A business operator wishing to engage in the Financial Instruments Business is, in principle, required under the FIEA to be registered as a financial instruments business operator (FIBO) beforehand. To successfully register as a FIBO, a business operator has to meet certain conditions, including but not limited to:
- having a business office and representative in Japan (inapplicable to the IAA Business);
- meeting minimum capital and net worth requirements (specifically, at least ¥50 million (or more, in certain cases) in respect of Type I Business, at least ¥10 million in respect of Type II Business, and ¥50 million (or less, where certain conditions apply) in respect of DIM Business, but inapplicable to IAA Business); and
- meeting certain internal system requirements, such as having an appropriate organisational structure in place.
Applications for FIBO registration have to be filed with the relevant LFB. In practice, applicants are generally required to consult with the relevant LFB to discuss the details of their proposed businesses, the appropriateness of their organisational structure and internal business rules, and other matters, and to obtain informal regulatory approval for filing before submitting a formal application. Assuming this informal consultation process (which may take a few months) is observed, two months will typically be required from the date of submission of a formal application to the date of completion of registration, unless amendments to the application forms or supporting documents are necessary, in which case more time would be needed.
Exemption from registration requirements
Under the FIEA, business operators who satisfy certain requirements are permitted to engage in certain Financial Instruments Businesses without registration as a FIBO. The main registration exemptions are discussed below.
Article 63 business exemption
Registration exemptions are available under article 63 of the FIEA to general partners of partnerships with:
- at least one qualified institutional investor (such as a FIBO engaging in the Type I Business or DIM Business, a bank, or an insurance company) (QII); and
- less than 50 eligible non-QII investors (which are limited to persons such as the general partner itself, a parent or a subsidiary of the general partner, officers and employees of the general partner, its parent or subsidiary, and certain high net worth individuals).
Specifically, such general partners may:
- solicit Japan residents for investments in interests in their partnerships without registration as a Type II Business; and
- manage the assets of their partnerships for investors resident in Japan without registration as a DIM Business (the Article 63 Business Exemption).
However, an Article 63 Notification has to be filed with the relevant LFB before commencement of any investment solicitation activities.
De minimis exemption
A general partner of a partnership established under the laws of a foreign jurisdiction is permitted to manage the assets of such partnership, without registration as a DIM Business or filing an Article 63 Notification, if all of the following conditions are met:
- all the Japan-resident investors who have directly and indirectly invested in the partnership are QIIs;
- the partnership has less than 10 Japan-resident investors; and
- the total partnership contributions from such Japan-resident investors is less than one-third of the total contributions from all investors in such partnership.
Foreign securities firm exemption
A foreign entity licensed to engage in the securities business in its home jurisdiction is permitted, without registration as a Type I or Type II Business, to engage in certain securities-related activities, provided such activities are carried on from offices outside Japan and with limited categories of counterparties (the Foreign Securities Firm Exemption).
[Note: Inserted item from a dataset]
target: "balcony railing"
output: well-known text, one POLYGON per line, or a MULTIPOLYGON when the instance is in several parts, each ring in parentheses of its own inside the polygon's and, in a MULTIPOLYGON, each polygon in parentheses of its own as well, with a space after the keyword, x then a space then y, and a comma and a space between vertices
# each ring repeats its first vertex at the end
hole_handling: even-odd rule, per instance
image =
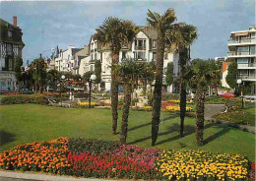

This is discussed in further detail in question 21, below.
Foreign investment adviser and manager exemption
A foreign entity licensed to engage in a non-discretionary investment advisory business or a discretionary investment management business in its home jurisdiction is permitted, without registration as an IAA Business or DIM Business, to provide a FIBO engaging in the DIM Business with non-discretionary investment advisory services or discretionary investment management services.
However, such foreign investment advisers and managers are still prohibited from providing non-discretionary investment advisory services and discretionary investment management services to FIBOs registered to engage in the IAA Business.
Non-securities related OTC derivatives exemption
A person will not be deemed to be engaging in the Financial Instruments Business merely by acting as a principal or providing intermediation, brokerage or proxy services in non-securities-related OTC derivative transactions (except in cases where such derivative transactions are subject to certain statutory requirements), where the counterparties are limited to:
- Type I Business FIBOs;
- financial institution registered to conduct securities-related business under the FIEA;
- stock corporations with paid-up capital of at least ¥1 billion; and
- an overseas equivalent of any of the above.
Registration as sales representative
Under the FIEA, the officers and employees of a FIBO who engage in marketing activities such as the sale and purchase of Type I Securities, or dealing in the public offering, private placement or secondary distribution of Type I Securities, are required to be registered as a sales representative with the Japan Securities Dealers Association (JSDA), a self-regulatory body delegated with the authority to handle registration affairs by the JFSA. Persons seeking to be registered as a sales representative are required to pass a qualification examination administered by the JSDA.